Fazit-nichts gefunden!
Klar musste ich die Saitenlage noch einstellen,eine Arbeit von 10 Minuten .
Am Gurt hängt der Bass auch so wie es sein muss,keine Kopflastigkeit,und der Hals fühlt sich Prezi mässig massiv an,nicht mit nem Jazz Bass Hals zu vergleichen.
Zum Sound und ich bin ehrlich,den Pickup habe ich direkt rausgeschraubt und durch einen SD Quarterpound ersetzt,von dem her kann ich zum orginal Sound nix sagen,aber der Sound mit den SD ist einfach nur der Hammer!!!!Für die Optik hab ich aus nem weissen Rohling noch ein Pickguard gesäbelt,das hat für meinen Geschmack die Optik nochmal aufgewertet.Plan für die Zukunft ist ,die Brücke austauschen,nicht das die schlecht ist,nein die ist sehr massiv und stabil gebaut,ich möchte eher für die Optik ne Vintage Brücke montieren.
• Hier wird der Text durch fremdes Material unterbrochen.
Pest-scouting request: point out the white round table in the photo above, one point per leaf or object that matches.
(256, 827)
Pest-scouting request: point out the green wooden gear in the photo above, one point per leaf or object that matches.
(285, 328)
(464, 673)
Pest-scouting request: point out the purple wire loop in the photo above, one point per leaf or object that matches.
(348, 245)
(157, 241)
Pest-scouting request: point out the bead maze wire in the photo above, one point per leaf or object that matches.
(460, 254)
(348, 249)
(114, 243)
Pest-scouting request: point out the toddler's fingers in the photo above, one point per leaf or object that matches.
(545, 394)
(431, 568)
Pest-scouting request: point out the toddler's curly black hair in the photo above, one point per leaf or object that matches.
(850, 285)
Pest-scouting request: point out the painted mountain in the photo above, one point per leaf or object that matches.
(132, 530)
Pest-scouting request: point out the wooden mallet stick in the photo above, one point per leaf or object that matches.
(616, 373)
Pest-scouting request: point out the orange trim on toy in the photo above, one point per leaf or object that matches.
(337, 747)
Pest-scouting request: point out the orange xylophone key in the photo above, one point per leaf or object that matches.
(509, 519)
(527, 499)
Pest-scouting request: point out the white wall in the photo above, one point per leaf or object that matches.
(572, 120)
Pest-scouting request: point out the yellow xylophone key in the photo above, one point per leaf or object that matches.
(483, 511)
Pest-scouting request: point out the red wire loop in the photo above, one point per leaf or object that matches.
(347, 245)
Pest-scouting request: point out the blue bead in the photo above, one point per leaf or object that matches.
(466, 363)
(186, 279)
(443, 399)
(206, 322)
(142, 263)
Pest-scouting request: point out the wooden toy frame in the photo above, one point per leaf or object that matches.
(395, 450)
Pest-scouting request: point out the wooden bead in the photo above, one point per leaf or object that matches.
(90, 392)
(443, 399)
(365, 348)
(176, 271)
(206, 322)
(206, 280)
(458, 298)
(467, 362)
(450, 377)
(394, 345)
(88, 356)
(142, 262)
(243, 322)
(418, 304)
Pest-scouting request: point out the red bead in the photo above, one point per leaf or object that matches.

Fazit:Ich habe keine Ahnung wie man für das Geld einen solchen Bass herstellen kann,habe schon Bässe die das drei vier fünfache kosteten in der Hand gehabt ,die bei weitem nicht so gut verarbeitet waren.
Für mich ist klar,der bleibt,auch wenn kein F auf der Kopfplatte steht,was ja für viele der wichtigste Kaufgrund ist......
Grosses Lob an Thomann!
Nachtrag 17.12.17
Habe dem Bass jetzt noch einige Upgrades spendiert.
Brücke gegen eine Fender Vintage Bridge getauscht,Schaller Mechaniken eingebaut,den Kunstoffsattel gegen einen synthetischen Knochensattel von Fender ersetzt,Lautstärke und Tonpotis gegen hochwertige Potis getauschtt ,eine hochwertige Klinkenbuchse implantiert und zum Schluss noch Fender Flatwoundsaiten aufgezogen.
So,jetzt habe ich meinen Traumbass!
Letzte Woche kam ein Kumpel mit seinem Squier Classic Vibe 50's Bass zu unserem Proberaum.Im direkten Vergleich klang der HB um Welten besser und mein Kumpel hatte fast Tränen in den Augen und wollte den HB garnicht mehr aus der Hand geben.Mittlerweile haben schon einige Basser das gute Stück gespielt und jeder will ihn haben!!!Gibt es ein grösseres Kompliment?Dieser Bass bleibt auf ewig!!